Rapid sequence intubation, the simultaneous administration of a paralytic and induction agent immediately followed by laryngoscopy, provides the optimal view of the glottis and prevents emesis. RSI is the best strategy for most patients who require intubation, but not all.
When you’ve decided to intubate, first maximally preoxygenate. If the patient will not cooperate with your preoxygenation plan, even after you’ve asked nicely, that’s your cue to add cooperation in a vial, ketamine, and then oxygenate, before you push the paralytic and intubate. This is delayed sequence intubation. Otherwise, carry on with preoxygenation, and consider a couple of special situations.
The first is the patient who is about to arrest–obtunded, no blood pressure. Any induction agent will cause sympatholysis which, along with the transition to positive pressure ventilation, may precipitate arrest, so ideally we would avoid both while the patient is in the state of nearly arrested. Resuscitate aggressively with fluids, vasoactive drips and treatment of the underlying problem for as long as you can before intubating. If you must intubate the patient who is obtunded with no blood pressure, the safest way to do it is often without any drugs at all, while the patient continues to breathe. If you have to give meds, dose sedatives low and paralytics high.
The next special situation is the patient who has a severe oxygenation or ventilation deficit. The severe oxygenation deficit patient saturates less than 90% on 100% NIV; the severe ventilation deficit patient is compensating for a severe metabolic acidosis, e.g.
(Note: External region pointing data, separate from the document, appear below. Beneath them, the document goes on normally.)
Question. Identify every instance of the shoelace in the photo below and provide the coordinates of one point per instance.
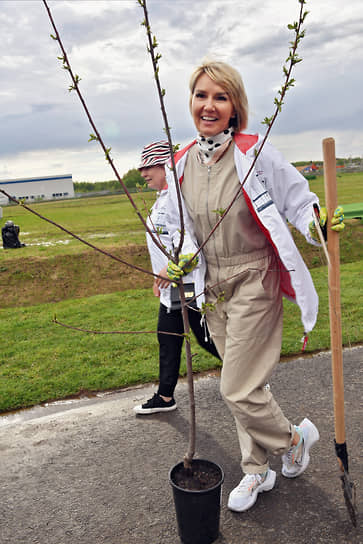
(294, 454)
(250, 481)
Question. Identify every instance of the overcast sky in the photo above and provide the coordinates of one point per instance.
(44, 131)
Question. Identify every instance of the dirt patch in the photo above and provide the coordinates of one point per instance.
(35, 280)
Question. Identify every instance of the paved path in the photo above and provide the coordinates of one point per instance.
(92, 472)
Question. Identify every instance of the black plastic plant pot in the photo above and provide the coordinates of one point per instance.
(197, 498)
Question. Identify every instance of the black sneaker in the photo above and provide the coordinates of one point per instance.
(155, 404)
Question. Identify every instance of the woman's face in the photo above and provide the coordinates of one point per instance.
(154, 176)
(211, 108)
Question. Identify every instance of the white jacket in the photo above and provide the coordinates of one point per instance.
(275, 193)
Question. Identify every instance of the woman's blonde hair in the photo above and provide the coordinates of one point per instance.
(228, 78)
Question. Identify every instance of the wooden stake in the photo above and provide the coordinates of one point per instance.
(331, 200)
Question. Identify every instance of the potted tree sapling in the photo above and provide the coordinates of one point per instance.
(196, 483)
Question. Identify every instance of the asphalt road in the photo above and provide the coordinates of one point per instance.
(92, 472)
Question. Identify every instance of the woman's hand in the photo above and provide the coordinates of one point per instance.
(185, 265)
(156, 290)
(337, 222)
(162, 283)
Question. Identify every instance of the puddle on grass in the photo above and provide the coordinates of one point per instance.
(65, 241)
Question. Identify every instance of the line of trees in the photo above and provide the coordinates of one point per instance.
(132, 179)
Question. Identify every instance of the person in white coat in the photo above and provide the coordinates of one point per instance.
(152, 168)
(251, 262)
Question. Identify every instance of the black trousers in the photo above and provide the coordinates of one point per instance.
(170, 346)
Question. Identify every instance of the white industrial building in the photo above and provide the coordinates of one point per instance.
(36, 189)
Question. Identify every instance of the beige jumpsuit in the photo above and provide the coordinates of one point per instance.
(247, 325)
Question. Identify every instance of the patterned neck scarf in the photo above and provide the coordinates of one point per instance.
(210, 145)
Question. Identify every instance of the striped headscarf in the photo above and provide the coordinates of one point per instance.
(157, 153)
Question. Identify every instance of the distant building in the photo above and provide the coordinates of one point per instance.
(35, 189)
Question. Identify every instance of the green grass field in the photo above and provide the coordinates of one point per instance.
(42, 361)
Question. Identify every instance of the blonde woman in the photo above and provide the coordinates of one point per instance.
(251, 258)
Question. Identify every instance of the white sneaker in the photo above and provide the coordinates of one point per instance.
(245, 494)
(297, 459)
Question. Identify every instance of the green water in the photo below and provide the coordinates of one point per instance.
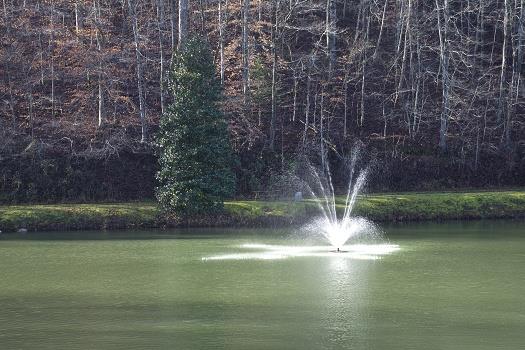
(449, 286)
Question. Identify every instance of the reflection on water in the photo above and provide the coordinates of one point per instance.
(275, 252)
(434, 287)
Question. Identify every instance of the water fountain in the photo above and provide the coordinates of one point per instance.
(336, 223)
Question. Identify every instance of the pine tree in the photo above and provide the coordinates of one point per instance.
(195, 155)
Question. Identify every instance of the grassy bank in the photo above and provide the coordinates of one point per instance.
(380, 207)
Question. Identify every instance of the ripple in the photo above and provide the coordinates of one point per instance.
(259, 251)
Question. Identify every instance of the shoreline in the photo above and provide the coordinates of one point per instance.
(394, 207)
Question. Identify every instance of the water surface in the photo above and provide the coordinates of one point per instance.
(444, 286)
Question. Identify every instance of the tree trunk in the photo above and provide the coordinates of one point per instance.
(138, 62)
(183, 22)
(245, 48)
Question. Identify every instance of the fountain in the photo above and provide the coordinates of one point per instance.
(336, 226)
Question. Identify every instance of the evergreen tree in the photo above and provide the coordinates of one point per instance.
(195, 155)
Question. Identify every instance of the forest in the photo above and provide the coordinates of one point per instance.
(433, 91)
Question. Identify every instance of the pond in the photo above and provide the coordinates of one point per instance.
(458, 285)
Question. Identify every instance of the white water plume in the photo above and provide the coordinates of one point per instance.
(335, 227)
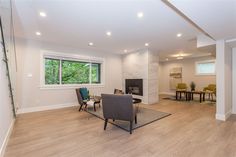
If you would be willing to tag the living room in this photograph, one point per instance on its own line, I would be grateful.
(142, 49)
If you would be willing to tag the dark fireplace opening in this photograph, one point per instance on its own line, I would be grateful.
(134, 86)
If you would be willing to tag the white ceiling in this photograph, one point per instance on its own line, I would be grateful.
(216, 17)
(75, 23)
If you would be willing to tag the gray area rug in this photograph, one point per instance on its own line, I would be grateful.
(144, 116)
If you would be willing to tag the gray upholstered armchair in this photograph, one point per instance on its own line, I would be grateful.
(119, 107)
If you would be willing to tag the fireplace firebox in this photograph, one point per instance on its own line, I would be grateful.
(134, 86)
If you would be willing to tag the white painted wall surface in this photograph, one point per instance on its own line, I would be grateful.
(234, 80)
(6, 114)
(188, 74)
(223, 80)
(32, 97)
(6, 117)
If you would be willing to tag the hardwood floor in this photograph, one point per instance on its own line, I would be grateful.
(191, 131)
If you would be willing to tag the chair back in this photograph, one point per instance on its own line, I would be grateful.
(212, 87)
(79, 97)
(181, 86)
(119, 107)
(118, 91)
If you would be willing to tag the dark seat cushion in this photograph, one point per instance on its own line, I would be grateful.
(84, 93)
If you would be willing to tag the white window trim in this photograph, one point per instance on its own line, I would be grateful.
(205, 74)
(69, 56)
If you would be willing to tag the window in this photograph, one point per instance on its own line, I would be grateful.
(74, 72)
(52, 71)
(205, 67)
(61, 71)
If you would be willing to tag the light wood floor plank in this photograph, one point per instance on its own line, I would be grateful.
(191, 131)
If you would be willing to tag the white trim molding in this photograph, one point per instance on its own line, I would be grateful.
(45, 108)
(167, 93)
(223, 117)
(7, 137)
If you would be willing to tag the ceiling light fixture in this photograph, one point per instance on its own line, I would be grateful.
(140, 14)
(108, 33)
(43, 14)
(179, 35)
(90, 44)
(38, 33)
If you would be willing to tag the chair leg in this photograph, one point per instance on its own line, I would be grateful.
(105, 124)
(94, 107)
(80, 107)
(131, 127)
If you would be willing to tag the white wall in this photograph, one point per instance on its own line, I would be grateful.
(188, 74)
(234, 80)
(6, 114)
(6, 117)
(224, 80)
(33, 98)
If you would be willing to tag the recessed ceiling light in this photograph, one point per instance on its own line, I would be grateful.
(179, 35)
(108, 33)
(43, 14)
(38, 33)
(140, 14)
(146, 44)
(90, 44)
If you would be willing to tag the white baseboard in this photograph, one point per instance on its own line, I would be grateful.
(223, 117)
(7, 137)
(44, 108)
(167, 93)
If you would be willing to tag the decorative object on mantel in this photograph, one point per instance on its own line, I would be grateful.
(175, 77)
(192, 86)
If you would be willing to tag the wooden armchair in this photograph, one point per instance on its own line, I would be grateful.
(119, 107)
(211, 90)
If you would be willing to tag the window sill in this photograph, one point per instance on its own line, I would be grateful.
(58, 87)
(205, 74)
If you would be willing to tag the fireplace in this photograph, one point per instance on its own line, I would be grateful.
(134, 86)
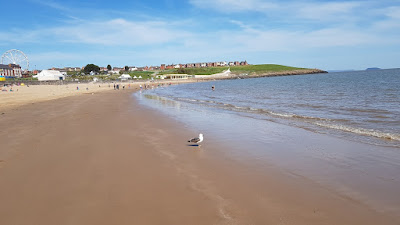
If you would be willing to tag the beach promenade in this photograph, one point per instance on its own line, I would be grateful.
(102, 158)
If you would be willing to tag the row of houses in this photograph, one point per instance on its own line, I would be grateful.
(10, 71)
(203, 64)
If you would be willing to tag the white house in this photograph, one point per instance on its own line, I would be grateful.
(47, 75)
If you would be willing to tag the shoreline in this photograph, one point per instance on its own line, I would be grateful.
(104, 158)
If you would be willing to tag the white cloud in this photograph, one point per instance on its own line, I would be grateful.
(234, 5)
(114, 32)
(293, 9)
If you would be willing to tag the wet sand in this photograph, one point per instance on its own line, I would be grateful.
(105, 159)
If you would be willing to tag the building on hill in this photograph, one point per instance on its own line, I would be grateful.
(10, 71)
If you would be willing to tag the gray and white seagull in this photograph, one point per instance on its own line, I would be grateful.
(197, 139)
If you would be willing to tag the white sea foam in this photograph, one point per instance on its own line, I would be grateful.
(361, 131)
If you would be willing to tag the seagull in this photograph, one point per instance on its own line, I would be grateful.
(197, 140)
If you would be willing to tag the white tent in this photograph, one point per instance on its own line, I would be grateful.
(49, 75)
(125, 77)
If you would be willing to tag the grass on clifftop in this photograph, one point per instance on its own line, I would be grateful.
(258, 69)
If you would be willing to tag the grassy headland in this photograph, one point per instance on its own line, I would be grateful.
(251, 70)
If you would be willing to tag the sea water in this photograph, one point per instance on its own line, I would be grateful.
(340, 130)
(361, 105)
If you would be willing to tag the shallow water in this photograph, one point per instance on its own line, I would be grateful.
(315, 126)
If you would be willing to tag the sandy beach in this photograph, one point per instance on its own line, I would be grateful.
(102, 158)
(27, 94)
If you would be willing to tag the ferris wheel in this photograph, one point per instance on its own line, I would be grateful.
(15, 56)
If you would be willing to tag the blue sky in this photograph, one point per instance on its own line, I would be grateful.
(311, 33)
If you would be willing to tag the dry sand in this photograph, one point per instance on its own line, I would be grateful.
(105, 159)
(22, 95)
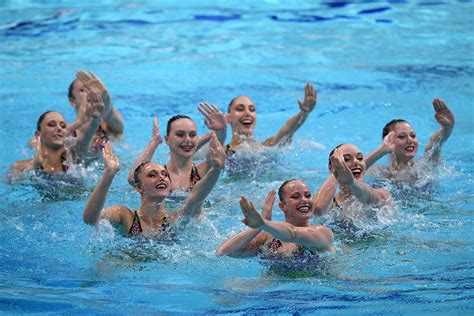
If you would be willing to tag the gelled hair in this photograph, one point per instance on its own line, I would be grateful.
(390, 126)
(282, 187)
(136, 172)
(175, 118)
(332, 152)
(40, 119)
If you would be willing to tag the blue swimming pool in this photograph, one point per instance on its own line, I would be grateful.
(371, 61)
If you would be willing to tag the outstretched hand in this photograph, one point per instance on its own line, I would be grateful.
(339, 168)
(155, 134)
(217, 153)
(93, 84)
(251, 217)
(214, 119)
(310, 99)
(268, 206)
(111, 161)
(443, 114)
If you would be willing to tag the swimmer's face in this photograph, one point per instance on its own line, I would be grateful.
(53, 130)
(182, 138)
(297, 203)
(405, 142)
(154, 181)
(354, 159)
(78, 94)
(242, 116)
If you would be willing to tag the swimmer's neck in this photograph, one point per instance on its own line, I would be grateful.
(302, 222)
(179, 163)
(401, 164)
(238, 139)
(151, 212)
(53, 159)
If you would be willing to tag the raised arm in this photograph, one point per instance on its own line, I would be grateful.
(324, 197)
(90, 120)
(385, 148)
(318, 237)
(148, 152)
(248, 243)
(93, 210)
(111, 116)
(362, 191)
(445, 118)
(193, 204)
(285, 134)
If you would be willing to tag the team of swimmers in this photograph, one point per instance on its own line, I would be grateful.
(97, 122)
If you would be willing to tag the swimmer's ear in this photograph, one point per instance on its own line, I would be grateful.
(139, 188)
(282, 206)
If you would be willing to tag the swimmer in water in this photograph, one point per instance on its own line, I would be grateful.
(183, 141)
(288, 239)
(153, 183)
(399, 140)
(53, 155)
(111, 123)
(242, 117)
(347, 165)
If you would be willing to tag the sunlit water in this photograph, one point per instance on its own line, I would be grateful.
(370, 61)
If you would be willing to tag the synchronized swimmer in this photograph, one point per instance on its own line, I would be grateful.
(58, 145)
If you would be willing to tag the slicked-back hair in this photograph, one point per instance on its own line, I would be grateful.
(390, 126)
(175, 118)
(40, 119)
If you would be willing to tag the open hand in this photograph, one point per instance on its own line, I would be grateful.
(214, 119)
(340, 170)
(310, 99)
(251, 217)
(443, 114)
(217, 153)
(111, 161)
(268, 206)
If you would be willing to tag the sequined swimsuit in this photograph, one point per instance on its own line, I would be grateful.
(136, 228)
(193, 179)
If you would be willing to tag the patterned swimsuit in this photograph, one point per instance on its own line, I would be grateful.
(193, 179)
(136, 228)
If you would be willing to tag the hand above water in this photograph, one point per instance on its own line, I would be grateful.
(214, 119)
(443, 114)
(310, 99)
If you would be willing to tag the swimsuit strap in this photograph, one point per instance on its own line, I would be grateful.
(136, 227)
(64, 163)
(229, 151)
(275, 245)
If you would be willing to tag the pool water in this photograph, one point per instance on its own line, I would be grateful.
(371, 61)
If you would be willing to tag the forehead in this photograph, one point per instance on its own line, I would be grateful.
(53, 116)
(349, 149)
(296, 186)
(402, 127)
(183, 124)
(242, 100)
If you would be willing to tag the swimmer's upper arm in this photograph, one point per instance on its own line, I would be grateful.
(115, 214)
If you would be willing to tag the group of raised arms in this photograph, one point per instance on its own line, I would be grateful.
(59, 145)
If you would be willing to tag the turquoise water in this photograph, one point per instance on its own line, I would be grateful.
(371, 61)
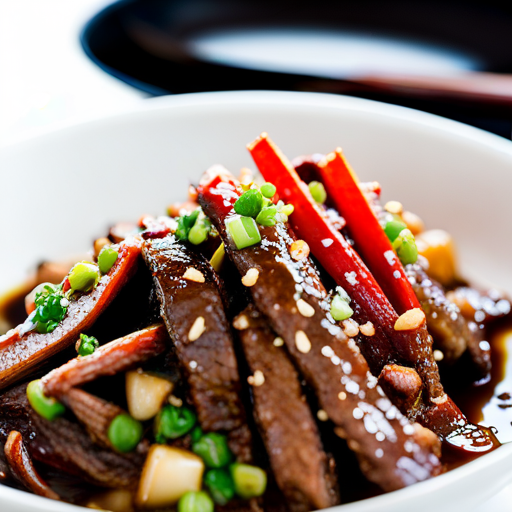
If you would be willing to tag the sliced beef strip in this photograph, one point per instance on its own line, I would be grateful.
(288, 429)
(390, 449)
(194, 315)
(453, 333)
(64, 445)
DKA with pH 6.7. In patients with a severe oxygenation or ventilation deficit, even a brief period of apnea is very dangerous, and since paralysis is certain to cause apnea, it stands to reason that paralysis may not be the best approach. However, these patients are very ill, so conventional awake technique, which requires time and cooperation, will not work well. If only there were a drug that would immediately render the patient tolerant of laryngoscopy, while ventilation and airway reflexes are preserved.
Ketamine-supported intubation, KSI, is pushing an induction dose of ketamine over 20-30 seconds, then performing laryngoscopy. KSI is awake intubation with minimal or no local anesthesia, or, if you prefer, RSI without paralysis.
By omitting the paralytic, KSI carries a chance of two harms: suboptimal view of the glottis, and emesis/aspiration. I address these harms in detail in this discussion; the advantage in glottic exposure offered by paralysis is less significant in the era of video laryngoscopy, which almost always provides a great view of the cords, and the risk of emesis/aspiration is very small most of the time. In any case, these harms must be weighed against the harm of apnea for the patient in front of you. Others have described a similar strategy, augmenting ketamine with etomidate as necessary.
The last and most important special situation is high concern for difficult laryngoscopy. You assess all your endotracheal tube-requiring patients for difficult laryngoscopy, either intuitively or explicitly, and most of the time, you think, I got this, in which case, carry on with RSI like you always do. But if you think it is likely that laryngoscopy will fail, and the patient is presently benefiting from their own ventilatory efforts, abolishing those efforts with RSI may not be the best choice.
Even in scary laryngoscopy cases, RSI is probably still optimal if the patient is high risk to vomit (has been vomiting, upper GI bleed, bowel obstruction). In these scenarios, the protection against emesis afforded by paralysis is compelling, so proceed with RSI, but use a double setup, with your partner on standby, ready to cut the neck. Keep the head of the bed up and drop an NG tube in beforehand if you can.
The patient whose airway is a lawyer’s dream and isn’t a particular risk to vomit is ideally intubated without a paralytic, while continuing to breathe, awake intubation. Awake intubation has two pharmaceutical arms: local anesthesia, and systemic sedation. The more cooperative the patient and the less urgent the airway, the more you can rely on local anesthesia. So if you have time and cooperation, dose glycopyrrolate or atropine, then generously nebulize, topicalize, and atomize lidocaine, then you can slowly, carefully do your laryngoscopy, or flexible endoscopy, or whatever you want, as the patient is awake and breathing. In the OR, where patients and physicians are stable and cooperative, patients with concerning airways are intubated with minimal or no sedation at all, which affords an enormous margin of procedural safety. Patients being intubated in the ED are of course neither stable nor cooperative, but a similar degree of safety can be achieved using ketamine: the less time and less cooperation, the less lidocaine, the more ketamine.
In the extreme version of the emergency department awake intubation, give induction dose ketamine and go: KSI. Consider KSI for your severe oxygenation/ventilation deficit patients, but also when you are concerned that laryngoscopy is going to fail and the patient won’t cooperate with, or you don’t have time for, a more civilized, operating theater-type awake intubation. Have a paralytic ready in syringe, in case you want to convert to RSI at any point, and incorporate a double setup component to your approach, because your concerns about laryngoscopy might turn out to be well-founded.